NotPetya malware implements nearly identical master boot record and file encryption techniques as Petya including a ransomware extortion screen. But the ransom demand appears to be a ruse. Once a hard drive is corrupted, the data is not retrievable because there is no method to pay the ransom. The ransom note is a dead link that indicates the attack was not the work of a cybercriminal organization looking to make a quick buck. This particular exploit was intended to disrupt and damage information resources and networks.
“The addition of the worm functionality allowed the malware to spread or propagate automatically and without human interaction by exploiting software vulnerabilities within the Windows operating system,” Curtiss said. “Microsoft has previously provided updates for the exploited vulnerabilities but many organizations have not updated their software.”
Ransomworm attacks like NotPetya move across networks through third-party affiliates or compromised applications extending the reach well beyond the initial target or industry, Curtiss added.
Many of the recent exploits are not terribly sophisticated but take advantage of a lack of appropriate cyber-hygiene, he said.
Infosec is a patient safety issue
There are already lessons healthcare organizations should learn from the initial NotPetya attacks.
“It is critical that healthcare make the connection between cybersecurity incidents and patient safety,” Curtiss warned.
That is an increasingly common, and important, refrain among hospital security executives of late. At the Privacy & Security Forum in San Francisco during May, in fact, Christiana Care Health System CISO Anahi Santiago specifically said that “information security is a patient safety issue.” And Virta Labs Chief Scientist Kevin Fu added that patient safety should be the top priority, and security an enabler of that.
“While protecting patient health information is important, safeguarding the patient is still job number 1,” Clearwater’s Curtiss agreed. “If a malware attack is successful it has the potential to compromise the ability to use electronic health record technology, force downtime procedures, impact diagnostic equipment, and compel hospitals to reject new patients.”
As NotPetya shows, malware attacks are not going away and, in fact, they are getting more inventive and sophisticated.
“This has created an imperative for healthcare organizations to take proactive measures to identify, prevent, detect, respond and recover from cybersecurity incidents including malware attacks,” Curtiss said.
NotPetya not over, wreaking permanent havoc, more to come
Since the initial attack in June it has become clear that NotPetya left a lasting impression on some entities.
First, Princeton Community Hospital, in West Virginia, was forced to replace infected IT systems. As then FedEx revealed that its customers were experiencing widespread delays and that it may never be able to fully restore all of its infected systems.
What’s more, the function and goal of NotPetya signals coming mayhem for the future of cyberattacks.

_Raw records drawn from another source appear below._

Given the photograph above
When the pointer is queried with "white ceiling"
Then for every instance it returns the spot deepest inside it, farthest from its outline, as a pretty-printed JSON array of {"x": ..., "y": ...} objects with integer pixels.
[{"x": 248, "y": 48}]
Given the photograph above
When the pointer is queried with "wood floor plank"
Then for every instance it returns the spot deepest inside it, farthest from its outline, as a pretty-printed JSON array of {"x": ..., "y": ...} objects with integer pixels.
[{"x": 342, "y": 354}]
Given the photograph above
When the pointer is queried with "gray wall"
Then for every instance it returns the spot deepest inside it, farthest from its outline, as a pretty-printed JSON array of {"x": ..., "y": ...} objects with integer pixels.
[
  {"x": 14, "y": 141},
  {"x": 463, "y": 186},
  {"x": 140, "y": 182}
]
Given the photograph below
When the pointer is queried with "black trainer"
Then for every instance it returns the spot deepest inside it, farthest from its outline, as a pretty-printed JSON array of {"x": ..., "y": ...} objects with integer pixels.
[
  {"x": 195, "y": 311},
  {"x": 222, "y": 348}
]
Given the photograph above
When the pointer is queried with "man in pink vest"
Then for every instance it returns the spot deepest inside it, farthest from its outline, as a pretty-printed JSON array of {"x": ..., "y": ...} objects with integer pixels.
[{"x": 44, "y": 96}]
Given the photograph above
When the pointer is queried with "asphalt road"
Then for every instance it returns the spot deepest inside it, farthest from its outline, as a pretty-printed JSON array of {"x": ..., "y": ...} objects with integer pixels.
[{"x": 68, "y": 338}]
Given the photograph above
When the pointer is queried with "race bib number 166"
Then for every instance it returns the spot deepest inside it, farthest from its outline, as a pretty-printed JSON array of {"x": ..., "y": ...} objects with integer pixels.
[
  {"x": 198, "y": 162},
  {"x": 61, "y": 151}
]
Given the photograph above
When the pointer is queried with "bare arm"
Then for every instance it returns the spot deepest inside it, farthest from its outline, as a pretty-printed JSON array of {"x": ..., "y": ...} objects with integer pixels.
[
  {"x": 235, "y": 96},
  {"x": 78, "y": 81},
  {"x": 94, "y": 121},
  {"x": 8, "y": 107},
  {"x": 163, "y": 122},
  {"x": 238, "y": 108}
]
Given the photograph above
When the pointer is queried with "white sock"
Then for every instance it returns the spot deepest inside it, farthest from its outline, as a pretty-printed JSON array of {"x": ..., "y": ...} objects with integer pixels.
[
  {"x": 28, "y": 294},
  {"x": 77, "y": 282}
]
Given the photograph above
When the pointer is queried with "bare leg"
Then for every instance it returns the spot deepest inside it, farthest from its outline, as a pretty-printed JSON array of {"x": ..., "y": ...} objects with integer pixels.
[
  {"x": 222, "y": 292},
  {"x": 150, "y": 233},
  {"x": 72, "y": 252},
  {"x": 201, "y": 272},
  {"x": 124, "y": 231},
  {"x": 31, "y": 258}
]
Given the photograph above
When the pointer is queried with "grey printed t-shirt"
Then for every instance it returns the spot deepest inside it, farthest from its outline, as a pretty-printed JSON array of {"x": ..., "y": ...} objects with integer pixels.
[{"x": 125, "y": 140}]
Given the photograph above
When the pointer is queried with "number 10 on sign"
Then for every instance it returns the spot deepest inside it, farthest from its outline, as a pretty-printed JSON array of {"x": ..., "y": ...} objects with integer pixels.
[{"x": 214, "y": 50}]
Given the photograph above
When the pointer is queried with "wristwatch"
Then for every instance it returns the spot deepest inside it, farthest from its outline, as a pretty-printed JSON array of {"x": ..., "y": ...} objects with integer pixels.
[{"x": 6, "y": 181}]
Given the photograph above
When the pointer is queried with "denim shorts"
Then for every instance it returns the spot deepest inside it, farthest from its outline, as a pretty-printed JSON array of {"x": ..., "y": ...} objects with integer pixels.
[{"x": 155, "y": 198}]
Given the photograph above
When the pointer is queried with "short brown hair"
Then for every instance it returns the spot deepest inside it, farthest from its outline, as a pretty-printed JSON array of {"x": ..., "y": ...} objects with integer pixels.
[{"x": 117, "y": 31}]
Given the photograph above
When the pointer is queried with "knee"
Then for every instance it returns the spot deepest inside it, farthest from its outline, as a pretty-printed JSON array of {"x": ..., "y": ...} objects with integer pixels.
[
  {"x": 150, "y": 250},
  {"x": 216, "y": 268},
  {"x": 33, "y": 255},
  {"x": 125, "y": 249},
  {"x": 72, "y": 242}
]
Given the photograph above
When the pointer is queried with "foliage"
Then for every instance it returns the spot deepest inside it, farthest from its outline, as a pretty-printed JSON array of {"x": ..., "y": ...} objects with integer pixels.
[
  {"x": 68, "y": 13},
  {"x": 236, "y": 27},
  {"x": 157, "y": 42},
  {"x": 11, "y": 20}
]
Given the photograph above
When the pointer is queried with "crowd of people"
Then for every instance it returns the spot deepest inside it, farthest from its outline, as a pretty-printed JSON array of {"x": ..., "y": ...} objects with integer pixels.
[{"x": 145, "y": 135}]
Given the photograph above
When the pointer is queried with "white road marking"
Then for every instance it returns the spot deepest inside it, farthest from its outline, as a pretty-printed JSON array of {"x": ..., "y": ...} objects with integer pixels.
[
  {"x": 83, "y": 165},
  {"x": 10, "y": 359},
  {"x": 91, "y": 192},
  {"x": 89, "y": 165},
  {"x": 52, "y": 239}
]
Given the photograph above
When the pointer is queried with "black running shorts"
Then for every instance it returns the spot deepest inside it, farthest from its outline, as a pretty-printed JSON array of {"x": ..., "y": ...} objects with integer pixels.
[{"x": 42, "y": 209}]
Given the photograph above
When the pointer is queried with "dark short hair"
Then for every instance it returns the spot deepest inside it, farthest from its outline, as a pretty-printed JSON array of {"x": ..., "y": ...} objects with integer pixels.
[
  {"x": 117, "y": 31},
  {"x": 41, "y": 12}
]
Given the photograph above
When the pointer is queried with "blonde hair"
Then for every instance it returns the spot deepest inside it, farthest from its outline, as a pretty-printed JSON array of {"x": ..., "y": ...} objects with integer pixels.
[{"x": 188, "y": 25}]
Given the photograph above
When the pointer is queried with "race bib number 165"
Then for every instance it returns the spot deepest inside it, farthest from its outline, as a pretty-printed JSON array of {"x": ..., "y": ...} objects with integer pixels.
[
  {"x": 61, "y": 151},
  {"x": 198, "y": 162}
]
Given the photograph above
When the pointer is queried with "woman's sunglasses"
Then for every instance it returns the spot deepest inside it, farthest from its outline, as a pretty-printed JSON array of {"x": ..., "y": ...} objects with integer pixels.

“It is clear that we will see continued variation and updates to existing malware threats,” Curtiss said. “It is much easier to modify an existing form of successful malware than creating a new one. Once a malware threat is released into the wild, it is indiscriminate and is only constrained by appropriate cybersecurity safeguards.”

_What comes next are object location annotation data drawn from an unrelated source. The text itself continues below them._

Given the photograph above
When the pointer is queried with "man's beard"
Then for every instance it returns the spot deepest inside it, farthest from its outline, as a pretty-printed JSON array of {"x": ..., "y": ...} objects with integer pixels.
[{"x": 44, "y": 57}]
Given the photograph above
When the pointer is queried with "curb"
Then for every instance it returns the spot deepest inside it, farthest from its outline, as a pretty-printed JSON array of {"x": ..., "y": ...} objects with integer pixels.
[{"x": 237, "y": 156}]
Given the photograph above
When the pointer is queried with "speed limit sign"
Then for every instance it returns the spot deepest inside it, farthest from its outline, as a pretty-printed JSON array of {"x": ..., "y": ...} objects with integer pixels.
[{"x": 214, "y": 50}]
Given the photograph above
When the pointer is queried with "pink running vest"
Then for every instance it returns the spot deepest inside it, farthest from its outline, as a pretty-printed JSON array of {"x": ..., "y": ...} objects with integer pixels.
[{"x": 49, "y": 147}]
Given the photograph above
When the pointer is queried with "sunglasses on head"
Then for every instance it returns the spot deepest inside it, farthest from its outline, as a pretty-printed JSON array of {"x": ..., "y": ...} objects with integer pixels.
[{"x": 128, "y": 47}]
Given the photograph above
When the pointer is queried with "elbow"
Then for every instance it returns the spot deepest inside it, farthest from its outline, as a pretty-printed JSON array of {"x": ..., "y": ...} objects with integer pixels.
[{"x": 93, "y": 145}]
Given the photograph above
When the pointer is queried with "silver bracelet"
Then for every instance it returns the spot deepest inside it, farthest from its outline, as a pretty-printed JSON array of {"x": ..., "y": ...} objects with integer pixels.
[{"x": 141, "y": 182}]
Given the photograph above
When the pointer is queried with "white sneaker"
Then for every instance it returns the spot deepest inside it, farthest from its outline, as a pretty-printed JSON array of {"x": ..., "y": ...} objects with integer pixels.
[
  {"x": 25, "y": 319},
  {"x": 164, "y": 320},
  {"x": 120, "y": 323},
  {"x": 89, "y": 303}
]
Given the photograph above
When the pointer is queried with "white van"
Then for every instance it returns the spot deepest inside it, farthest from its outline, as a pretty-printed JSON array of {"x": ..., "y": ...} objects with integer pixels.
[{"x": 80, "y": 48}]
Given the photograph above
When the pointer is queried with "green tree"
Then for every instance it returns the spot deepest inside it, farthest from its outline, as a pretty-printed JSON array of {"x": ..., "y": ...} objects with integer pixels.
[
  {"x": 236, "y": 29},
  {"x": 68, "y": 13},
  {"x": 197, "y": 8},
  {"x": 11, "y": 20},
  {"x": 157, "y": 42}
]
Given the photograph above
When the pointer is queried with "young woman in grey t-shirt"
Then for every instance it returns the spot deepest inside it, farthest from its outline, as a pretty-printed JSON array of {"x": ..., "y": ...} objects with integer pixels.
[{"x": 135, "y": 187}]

One common thread between ransomware and ransomworms is that some of the same cybersecurity best practices can help safeguard against both.

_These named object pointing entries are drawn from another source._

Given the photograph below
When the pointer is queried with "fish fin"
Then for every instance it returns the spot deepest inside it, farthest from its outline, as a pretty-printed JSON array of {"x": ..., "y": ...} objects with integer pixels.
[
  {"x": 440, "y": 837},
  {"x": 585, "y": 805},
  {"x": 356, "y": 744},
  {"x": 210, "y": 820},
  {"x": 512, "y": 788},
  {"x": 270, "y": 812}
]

“It is vital that healthcare organizations master the fundamentals of information security,” he said. “Some of these, as they relate to this particular attack, include: timely patching of operating systems and applications; updating end-of-life operating systems and applications; robust, encrypted and frequent system back-ups; and application of safeguards and countermeasures that go a long way to keeping your organization safe and providing protection from most malware exploits.”